Sent from Petguide.com Free App


----------



## Wolfenstein (Feb 26, 2009)

JakodaCD OA said:


> I like alot of breeds, but don't necessarily want one of them


This!!! This is exactly why I love WORKING with dogs, I get to experience a whole bunch of them, but only get the ones I REALLY want.  haha!

We have a husky now, and we're FINALLY hopefully getting our GSD this year! Down the line, the goal is to have at least 2 dogs at all times. One "easy", biddable dog that will be my training buddy, and one "primitive" dog, most likely huskies or husky varieties. Then if we have a 3rd dog, it'll be a grab bag, haha. Something else easy, like a mutt or a golden or something. It pretty much boils down to me having "my" dog (the sport dog), my husband having "his" dog (the easy mutt/golden/whatever he picks) and then having "our" dog, because I can't imagine us ever NOT having a husky!

Eventually, next on the list after a GSD is definitely a Czechoslovakian Vlcak, though. I've been researching the breed and getting involved with them for nearly as long as I've been researching GSDs. I'm really interested in helping the breed advance here, but obviously I can't say, "I'm definitely going to breed them some day!" without owning one first! If we DID start a kennel, though, we'd be focusing on breeding for endurance and a fantastic nose for trailing/SAR. Bitework isn't really the best use of the breed's assets, but their independent nature and fantastic nose REALLY lends itself to nosework. BUT, like I said, that all depends on how it goes after the first one. I could get too addicted to schutzhund after our GSD and decide to go that route, instead. 

This is such a fun thread, btw!


----------



## Discoetheque (Nov 2, 2011)

I'll always love my Shepherds, but I'm falling in love more and more with well-bred Rotties nowadays, too. I'm starting to like Malinois more, also, but I don't feel like they're the right dog for me. There's also an awesome Caucasian Shepherd that comes to my store that's had me looking up that breed lately.

I have to remind myself sometimes that I don't need to OWN everything I like. It should be enough for me to see and interact with these dogs while I'm at work, or with the people I know who have them. Just because I like these specific dogs doesn't mean the one that I could eventually get would mirror them. So I should just enjoy my time with the ones I know and be content with that.

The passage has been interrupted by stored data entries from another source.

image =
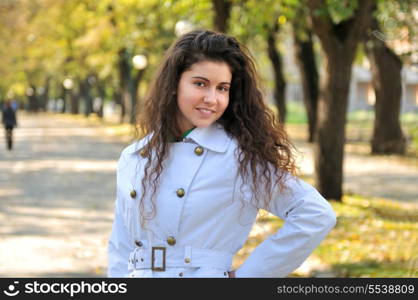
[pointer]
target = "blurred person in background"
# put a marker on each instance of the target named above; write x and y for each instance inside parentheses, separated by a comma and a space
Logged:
(9, 122)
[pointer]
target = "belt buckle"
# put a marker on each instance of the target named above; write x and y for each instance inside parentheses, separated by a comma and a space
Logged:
(158, 269)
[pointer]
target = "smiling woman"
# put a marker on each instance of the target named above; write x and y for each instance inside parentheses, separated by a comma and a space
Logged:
(211, 154)
(203, 94)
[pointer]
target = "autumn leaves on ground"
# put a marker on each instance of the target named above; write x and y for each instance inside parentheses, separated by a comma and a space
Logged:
(57, 190)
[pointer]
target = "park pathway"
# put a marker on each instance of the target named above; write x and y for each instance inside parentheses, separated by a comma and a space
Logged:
(57, 190)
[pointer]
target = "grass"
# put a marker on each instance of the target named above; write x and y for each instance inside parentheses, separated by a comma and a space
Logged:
(372, 238)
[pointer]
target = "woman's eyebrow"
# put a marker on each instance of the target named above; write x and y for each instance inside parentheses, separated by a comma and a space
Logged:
(205, 79)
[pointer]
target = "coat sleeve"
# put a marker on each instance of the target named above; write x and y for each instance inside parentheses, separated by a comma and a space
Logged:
(308, 218)
(119, 245)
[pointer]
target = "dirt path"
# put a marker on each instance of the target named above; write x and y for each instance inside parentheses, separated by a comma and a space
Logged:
(57, 191)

I'll probably always have one German Shepherd. The other breed that I would like to seriously one day own would probably be a Chinese Crested. I've just always loved that breed, and think it would be fun to get one just to play around with in the obedience ring. They have so much personality.


----------



## Chicagocanine (Aug 7, 2008)

Oh yeah I have a lot of breeds I like but either I know are not a good fit for me/my life, or I know I don't really want to own one. For example I love Tibetan Mastiffs but unless I move to a ranch in the country one day, it's unlikely I will own one because they really are not "city dogs".


----------



## havery (Jan 1, 2014)

I'll probably always have a GSD, this breed has me & hubby wrapped around their fingers! But I grew up with an amazing Doberman and maintain a love and desire for that breed, dh is warming up to the idea 

~*~*~*~
Furbabies:
Sofie Rose born 08/2012
Yann von Erzengel born 02/2006


----------



## Freestep (May 1, 2011)

Wolfenstein said:


> This!!! This is exactly why I love WORKING with dogs, I get to experience a whole bunch of them, but only get the ones I REALLY want.  haha!

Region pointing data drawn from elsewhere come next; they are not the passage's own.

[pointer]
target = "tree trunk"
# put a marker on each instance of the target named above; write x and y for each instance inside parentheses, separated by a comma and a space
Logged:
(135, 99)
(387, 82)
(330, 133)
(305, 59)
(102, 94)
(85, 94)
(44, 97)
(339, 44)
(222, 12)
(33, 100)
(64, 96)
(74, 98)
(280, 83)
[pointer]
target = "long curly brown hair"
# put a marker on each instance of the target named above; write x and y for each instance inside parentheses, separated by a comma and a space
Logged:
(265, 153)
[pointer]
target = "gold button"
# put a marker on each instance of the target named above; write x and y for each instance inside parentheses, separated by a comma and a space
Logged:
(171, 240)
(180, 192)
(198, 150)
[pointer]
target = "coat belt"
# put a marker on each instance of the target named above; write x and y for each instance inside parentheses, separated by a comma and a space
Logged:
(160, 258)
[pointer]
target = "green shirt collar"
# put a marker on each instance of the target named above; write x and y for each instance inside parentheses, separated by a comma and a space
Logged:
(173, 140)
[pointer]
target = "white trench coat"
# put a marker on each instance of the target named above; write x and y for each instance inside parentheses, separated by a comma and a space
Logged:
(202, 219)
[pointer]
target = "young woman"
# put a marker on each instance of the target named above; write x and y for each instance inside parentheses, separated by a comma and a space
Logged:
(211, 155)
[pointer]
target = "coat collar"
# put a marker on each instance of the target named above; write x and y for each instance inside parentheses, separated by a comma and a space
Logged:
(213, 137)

 Exactly! As a former vet tech and current groomer, I get to see a large number of different breeds and I've gotten to know their personalities. There are some breeds I *thought* I wanted until I got to know them, and others I would never have considered until I got to know them. 

Breeds I like, but may or may not own in the future:

Standard Schnauzer
Border Terrier
Sighthounds (Deerhound, Afghan, Borzoi)
English Setter
Akbash/Anatolian/other LGD
Japanese Chin

My husband loves Bichons... go figure. It's a breed I get to see a lot of and while they are cute, I don't think I'd want to own one!

I've sometimes thought about getting a well-bred Poodle just so I have something to practice my scissoring skills on, and get creative with. I get to work on a lot of Poodles, but most of them are poorly bred and have crappy coats, and aren't good for scissoring. Plus, most clients don't want anything fancy done with their dogs, and won't keep the coat maintained properly for it anyway.

Then I slap myself and think, "I'm already grooming 50 hours a week, why would I want to come home and do MORE of it??"


----------



## angelas (Aug 23, 2003)

Rottweiler #1
GSD
Doberman
Alaskan Malamute
Belgian Laekinois
Beauceron
Borzoi
Whippet
Rescue Greyhound or Pit Bull


----------



## Chip18 (Jan 11, 2014)

Not on my list but is a Malinois, that much diffrent then a GSD to raise?


----------



## llombardo (Dec 11, 2011)

I love my GSD's and goldens. I think I'm going to look into pit bulls next. The need for homes for them is so great and there are some really nice ones out there treading a fine line between life and death


----------



## lhczth (Apr 5, 2000)

My first obedience dog was a Dobie and I still have a soft spot for them. I am, though, a GSD person through and through and have no interest in any other breeds.


----------



## dogfaeries (Feb 22, 2010)

I'm just sticking to GSDs. I've had plenty of other breeds in the past (and currently have one Italian Greyhound), but I'm committed to showing and training the 3 GSDs that I have. 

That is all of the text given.